You can reduce the dangers of climb cutting by bump cutting prior to the climb cut.

One other way to reduce tearout is use the Freud quadra-cut bits when possible, they effectively double the speed (number of cuts) of the bit.

johnny means
02-17-2010, 10:44 PM
You have a couple of things working against you. First is your material, red oak tends to splinter a lot when routed. Second is your smaller size cutter. Your router bit exits the stock at a steep angle, thus lifting the waste out of the wood with no uncut material backing it up.

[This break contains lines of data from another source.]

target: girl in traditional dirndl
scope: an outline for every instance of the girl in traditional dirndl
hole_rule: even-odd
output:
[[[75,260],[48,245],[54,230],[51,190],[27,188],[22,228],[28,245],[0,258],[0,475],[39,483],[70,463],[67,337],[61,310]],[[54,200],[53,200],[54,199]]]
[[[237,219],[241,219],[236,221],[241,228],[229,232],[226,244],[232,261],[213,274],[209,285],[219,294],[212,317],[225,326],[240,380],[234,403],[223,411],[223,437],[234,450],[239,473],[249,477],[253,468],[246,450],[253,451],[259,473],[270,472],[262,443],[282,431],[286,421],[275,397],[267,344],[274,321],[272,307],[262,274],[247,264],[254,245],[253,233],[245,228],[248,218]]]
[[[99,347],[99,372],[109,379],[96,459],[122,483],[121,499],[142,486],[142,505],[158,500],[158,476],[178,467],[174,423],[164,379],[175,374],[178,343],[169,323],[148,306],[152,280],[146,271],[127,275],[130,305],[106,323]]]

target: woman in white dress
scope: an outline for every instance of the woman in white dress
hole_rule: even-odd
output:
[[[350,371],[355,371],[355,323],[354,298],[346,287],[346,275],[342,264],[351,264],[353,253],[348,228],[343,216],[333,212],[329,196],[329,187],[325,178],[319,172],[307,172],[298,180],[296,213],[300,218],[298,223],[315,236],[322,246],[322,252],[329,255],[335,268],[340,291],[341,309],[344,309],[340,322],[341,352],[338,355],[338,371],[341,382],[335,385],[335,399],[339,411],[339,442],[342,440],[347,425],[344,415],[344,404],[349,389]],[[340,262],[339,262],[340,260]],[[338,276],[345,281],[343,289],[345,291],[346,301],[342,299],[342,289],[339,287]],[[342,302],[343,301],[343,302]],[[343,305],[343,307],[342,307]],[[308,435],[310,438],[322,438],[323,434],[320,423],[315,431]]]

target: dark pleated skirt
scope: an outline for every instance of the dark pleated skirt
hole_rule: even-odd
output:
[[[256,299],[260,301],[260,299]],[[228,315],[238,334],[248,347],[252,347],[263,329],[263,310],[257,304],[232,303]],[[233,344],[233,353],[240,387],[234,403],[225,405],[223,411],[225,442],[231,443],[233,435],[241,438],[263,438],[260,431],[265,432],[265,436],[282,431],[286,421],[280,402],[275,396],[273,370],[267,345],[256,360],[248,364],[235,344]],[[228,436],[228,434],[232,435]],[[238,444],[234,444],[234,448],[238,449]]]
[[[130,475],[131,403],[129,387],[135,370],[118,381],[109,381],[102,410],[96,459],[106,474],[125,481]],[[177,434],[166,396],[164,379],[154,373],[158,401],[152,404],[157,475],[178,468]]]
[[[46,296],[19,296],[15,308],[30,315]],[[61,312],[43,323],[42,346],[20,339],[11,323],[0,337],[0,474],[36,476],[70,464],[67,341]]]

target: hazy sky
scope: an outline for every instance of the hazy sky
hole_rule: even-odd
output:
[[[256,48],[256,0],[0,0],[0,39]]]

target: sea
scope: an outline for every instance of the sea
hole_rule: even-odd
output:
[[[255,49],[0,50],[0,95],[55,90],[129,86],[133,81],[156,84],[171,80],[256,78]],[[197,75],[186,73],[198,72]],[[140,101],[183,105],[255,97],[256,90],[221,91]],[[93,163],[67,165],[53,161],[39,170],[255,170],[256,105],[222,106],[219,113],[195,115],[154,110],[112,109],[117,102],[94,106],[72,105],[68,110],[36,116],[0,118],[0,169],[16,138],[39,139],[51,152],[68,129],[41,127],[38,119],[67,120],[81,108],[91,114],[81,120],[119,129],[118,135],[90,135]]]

What you can do is use a zero clearance fence. Make a sacrificial fence attach one end to your table and pivot it into the spinning bit. This will create a hole in the fence the exact shape of your bit. Now that little edge that keeps splintering will have support when routed.

glenn bradley
02-17-2010, 11:07 PM
Red oak can really tearout while routing. I call it blowout as it can be quite severe. I have a mirrored door on a cabinet that is thinner than originally designed due to just what you are experiencing. Here's some good info: http://woodworking.about.com/od/dealingwithproblems/p/ReduceRouterTearOut.htm

When profiling it is not always an option to route "downhill (http://www.zimbio.com/Woodworking/articles/48/Reading+understanding+wood+grain)" as desired. If I have an edge that is really prone to blowout I will take very small passes and climb-cut (http://thewoodwhisperer.com/router-climb-cutting-question-of-the-week/) the last 1/32" to get a clean edge. I have had some success with bump cutting (http://www.youtube.com/watch?v=-l4suyL84-w&feature=channel)but this can be tricky in red oak, ash and other really fibrous woods.

Kent A Bathurst
02-17-2010, 11:12 PM
You can reduce the dangers of climb cutting by bump cutting prior to the climb cut.

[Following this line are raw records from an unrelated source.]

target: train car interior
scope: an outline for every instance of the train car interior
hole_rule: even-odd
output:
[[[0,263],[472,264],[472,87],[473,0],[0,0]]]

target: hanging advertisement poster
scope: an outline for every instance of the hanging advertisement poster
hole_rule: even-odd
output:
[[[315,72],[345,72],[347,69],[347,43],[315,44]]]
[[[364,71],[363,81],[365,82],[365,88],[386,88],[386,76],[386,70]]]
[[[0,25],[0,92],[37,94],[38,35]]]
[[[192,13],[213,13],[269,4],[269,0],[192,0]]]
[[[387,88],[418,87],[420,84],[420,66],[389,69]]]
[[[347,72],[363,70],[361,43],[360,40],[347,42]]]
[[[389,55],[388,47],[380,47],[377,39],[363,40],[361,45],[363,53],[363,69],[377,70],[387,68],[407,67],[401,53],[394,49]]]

One other way to reduce tearout is use the Freud quadra-cut bits when possible, they effectively double the speed (number of cuts) of the bit.

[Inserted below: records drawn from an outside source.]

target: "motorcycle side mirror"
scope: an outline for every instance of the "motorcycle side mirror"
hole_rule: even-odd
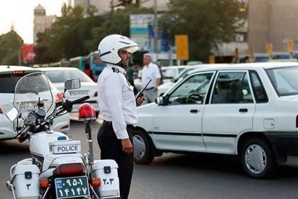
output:
[[[67,90],[77,89],[81,87],[81,81],[79,78],[67,80],[64,82],[64,92]]]
[[[162,96],[158,97],[155,98],[155,103],[159,106],[165,106],[165,100]]]
[[[16,107],[13,107],[10,109],[5,114],[9,121],[12,122],[20,116],[20,112]]]

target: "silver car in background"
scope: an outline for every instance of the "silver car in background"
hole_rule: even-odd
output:
[[[74,90],[69,90],[65,93],[65,99],[74,100],[84,95],[90,98],[84,102],[90,103],[95,109],[96,117],[99,114],[99,107],[97,103],[97,85],[83,71],[76,68],[48,67],[40,68],[50,79],[52,83],[60,92],[64,92],[64,82],[68,79],[79,78],[81,87]],[[80,104],[74,104],[72,113],[79,111]]]

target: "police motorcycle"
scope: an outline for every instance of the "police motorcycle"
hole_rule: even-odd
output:
[[[86,125],[87,154],[81,154],[80,141],[50,129],[54,119],[70,112],[72,104],[89,97],[72,102],[65,99],[68,90],[80,87],[79,79],[66,80],[61,100],[55,103],[51,87],[42,72],[23,76],[16,85],[13,107],[6,114],[13,124],[18,140],[29,140],[32,155],[11,168],[6,186],[13,198],[120,198],[116,161],[93,159],[93,107],[83,103],[79,111],[79,119]]]

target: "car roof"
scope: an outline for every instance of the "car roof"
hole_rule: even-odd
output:
[[[47,70],[79,70],[77,68],[72,67],[44,67],[44,68],[38,68],[43,71]]]
[[[162,66],[162,69],[167,69],[167,68],[187,68],[189,65],[169,65],[169,66]]]
[[[270,63],[238,63],[238,64],[209,64],[207,67],[194,69],[188,74],[199,71],[208,71],[214,70],[253,70],[255,68],[270,69],[273,68],[282,68],[298,66],[298,63],[294,62],[270,62]]]
[[[0,65],[1,73],[11,73],[16,70],[30,70],[30,71],[40,71],[40,70],[28,67],[28,66],[20,66],[20,65]]]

All right, Van - you got me - "bump cutting"?

Dan Bowman
02-18-2010, 8:52 AM
bump cutting with Charles Neil: http://www.youtube.com/watch?v=-l4suyL84-w

Kent A Bathurst
02-18-2010, 11:13 AM
Dan - thanks - that was a new one on me.

pat warner
02-18-2010, 4:26 PM
Some data (http://patwarner.com/tearout.html), tho not particular new, neither is tearout.

Dennis Lopeman
02-18-2010, 5:49 PM
hey - that Bump Cutting looks kinda purty!!!